PL8 The mechano-transduction of cancer and blood cells exposed to circulatory levels of fluid shear stress

Michael R. King

Vanderbilt University

TRAIL specifically induces apoptosis in cancer cells without affecting healthy cells. However, TRAIL’s cancer cytotoxicity was insufficient in clinical trials. Circulatory-shear stress is known to sensitize cancer cells to TRAIL. In our laboratory, we have studied the mechanism of this TRAIL sensitization with the goal of translating it to static conditions. GsMTx-4, a Piezo1 inhibitor, was found to reduce shear stress-related TRAIL sensitization, implicating Piezo1 activation as a potential TRAIL-sensitizer. The Piezo1 agonist Yoda1 recreated shear stress-induced TRAIL sensitization under static conditions. A significant increase in apoptosis occurred when prostate, colon, or breast cancer cells were treated with Yoda1 and TRAIL in combination, but not in Bax-deficient cells. Cells exposed to fluid shear and TRAIL showed increased mitochondrial outer membrane permeability (MOMP), mitochondrial depolarization, and activated Bax. This implies that Piezo1 activation sensitizes cancer cells to TRAIL through a calcium influx that activates calpains.
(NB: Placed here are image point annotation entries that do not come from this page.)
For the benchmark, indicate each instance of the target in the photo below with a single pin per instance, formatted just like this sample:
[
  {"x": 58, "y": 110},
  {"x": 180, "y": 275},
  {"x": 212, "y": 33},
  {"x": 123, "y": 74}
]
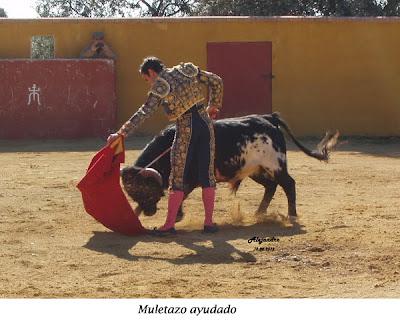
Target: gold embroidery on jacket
[{"x": 211, "y": 167}]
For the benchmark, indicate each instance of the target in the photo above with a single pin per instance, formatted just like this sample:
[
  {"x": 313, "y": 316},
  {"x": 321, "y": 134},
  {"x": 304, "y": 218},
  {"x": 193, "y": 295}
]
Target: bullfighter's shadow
[{"x": 221, "y": 252}]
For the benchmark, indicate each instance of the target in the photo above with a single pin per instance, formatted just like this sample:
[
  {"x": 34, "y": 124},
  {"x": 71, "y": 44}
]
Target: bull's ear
[{"x": 129, "y": 172}]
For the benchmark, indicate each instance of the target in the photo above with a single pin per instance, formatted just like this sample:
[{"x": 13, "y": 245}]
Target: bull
[{"x": 250, "y": 146}]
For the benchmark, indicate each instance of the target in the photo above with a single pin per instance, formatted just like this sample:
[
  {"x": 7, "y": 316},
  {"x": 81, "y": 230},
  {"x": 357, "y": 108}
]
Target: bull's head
[{"x": 144, "y": 186}]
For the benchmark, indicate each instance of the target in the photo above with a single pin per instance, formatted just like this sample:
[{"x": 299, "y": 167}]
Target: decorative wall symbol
[{"x": 34, "y": 93}]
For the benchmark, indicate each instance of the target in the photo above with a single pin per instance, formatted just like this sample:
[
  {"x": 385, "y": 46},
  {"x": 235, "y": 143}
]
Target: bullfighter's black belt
[{"x": 196, "y": 107}]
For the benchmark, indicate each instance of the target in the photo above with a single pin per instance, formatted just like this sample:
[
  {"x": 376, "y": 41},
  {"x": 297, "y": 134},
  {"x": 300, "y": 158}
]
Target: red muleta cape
[{"x": 102, "y": 195}]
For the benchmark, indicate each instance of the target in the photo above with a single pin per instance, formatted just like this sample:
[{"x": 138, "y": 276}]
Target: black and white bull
[{"x": 250, "y": 146}]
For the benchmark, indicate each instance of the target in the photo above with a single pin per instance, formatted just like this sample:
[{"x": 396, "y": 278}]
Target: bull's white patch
[{"x": 258, "y": 154}]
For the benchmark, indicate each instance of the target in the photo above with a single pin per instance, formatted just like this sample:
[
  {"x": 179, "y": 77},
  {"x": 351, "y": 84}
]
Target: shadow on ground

A computational model has been used to elucidate the proapoptotic or antiapoptotic roles of Bax, Bcl-2, XIAP, and other proteins important in the mitochondrial-apoptotic signalling pathway. In separate studies, we have found that the activation of T cells via CD3 and CD28 antibodies can be greatly enhanced with fluid shear stress, which may have important implications for future immunotherapy applications.